Advisers neglect existing clients at their peril

Emma Thomson

Loyalty is something to be treasured and rewarded, and I think the protection industry could hugely profit by demonstrating lots of it.

There is no hiding from the fact that a significant number of consumers have no protection in place, so new business is vital. But looking after existing clients well is the right thing to do too. It is wasteful to attract new clients through the front door while at the same time letting existing ones wander out the back.

We might not be the most innovative of industries but there are regular improvements to products, especially critical illness cover. That is to be welcomed to help more people claim. However, product enhancements rarely benefit existing plan holders.

There are a few exceptions (British Friendly being one to recently offer an improvement to existing clients) but this is far from the norm. What’s more, somewhat ironically, given that insurers hate the idea, it forces client-focused intermediaries and informed clients to re-broke in order to benefit from the improvements, as we get situations where clients who took out protection a few years ago cannot claim for something a newer customer could.

This only leads to consumer distrust and negative press stories. There are pricing and reinsurance arguments to factor in but there should be more effort to look at how these enhancements can be offered to existing policyholders too.
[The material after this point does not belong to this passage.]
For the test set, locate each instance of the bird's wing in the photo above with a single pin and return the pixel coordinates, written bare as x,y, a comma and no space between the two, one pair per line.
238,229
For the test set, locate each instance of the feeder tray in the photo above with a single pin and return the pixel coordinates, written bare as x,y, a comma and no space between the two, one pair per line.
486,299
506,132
Systems, processes and call management are also not as good for existing clients. It is often faster to submit a new application online than utilise a guaranteed insurability option where there is supposed to be no underwriting. Madness.

But the effort is worth it. Through our own approach to look after existing clients (whether that be to help with failed direct debits, discuss market improvements or ask if circumstances have changed) an unexpected consequence is that we are identifying those who could have claimed but had not, either because they had forgotten about the policy, could not remember exactly what it covered or did not know their partner/parent even had it. One in nine of all the claimants we have supported since Q3 last year would not have known they could claim had it not been for our call to them.
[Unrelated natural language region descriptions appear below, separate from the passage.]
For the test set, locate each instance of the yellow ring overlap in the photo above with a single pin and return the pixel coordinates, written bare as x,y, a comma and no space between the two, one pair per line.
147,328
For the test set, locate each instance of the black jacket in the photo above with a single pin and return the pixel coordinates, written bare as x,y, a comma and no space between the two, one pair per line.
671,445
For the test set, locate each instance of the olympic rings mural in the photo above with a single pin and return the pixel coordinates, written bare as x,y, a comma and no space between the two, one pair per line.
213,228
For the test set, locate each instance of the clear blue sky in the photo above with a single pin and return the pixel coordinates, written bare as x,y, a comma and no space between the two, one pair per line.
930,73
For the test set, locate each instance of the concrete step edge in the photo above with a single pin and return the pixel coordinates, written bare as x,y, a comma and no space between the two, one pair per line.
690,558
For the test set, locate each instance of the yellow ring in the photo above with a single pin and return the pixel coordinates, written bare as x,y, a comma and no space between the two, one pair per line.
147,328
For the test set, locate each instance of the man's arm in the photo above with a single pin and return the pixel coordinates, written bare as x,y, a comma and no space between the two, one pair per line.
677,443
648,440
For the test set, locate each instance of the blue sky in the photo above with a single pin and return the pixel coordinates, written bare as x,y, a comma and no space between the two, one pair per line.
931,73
In insurance, serving clients fairly always costs more than being unfair but we have all moved way past being blocked by that actuarial approach. So why not introduce better technology to help intermediaries service policies in force, regularly reminding clients what cover they have and, importantly, the value of it? And why not design flexible products where, for example, clients who bought life cover alone six month ago can easily add on some critical illness cover and income protection without being fully underwritten again. Vitality recognises loyalty through discounts and rewards, and more of this approach would be welcomed too.

We all need to support our existing clients better. After all, getting it right will help more people claim, which is surely the best reason there is to do it.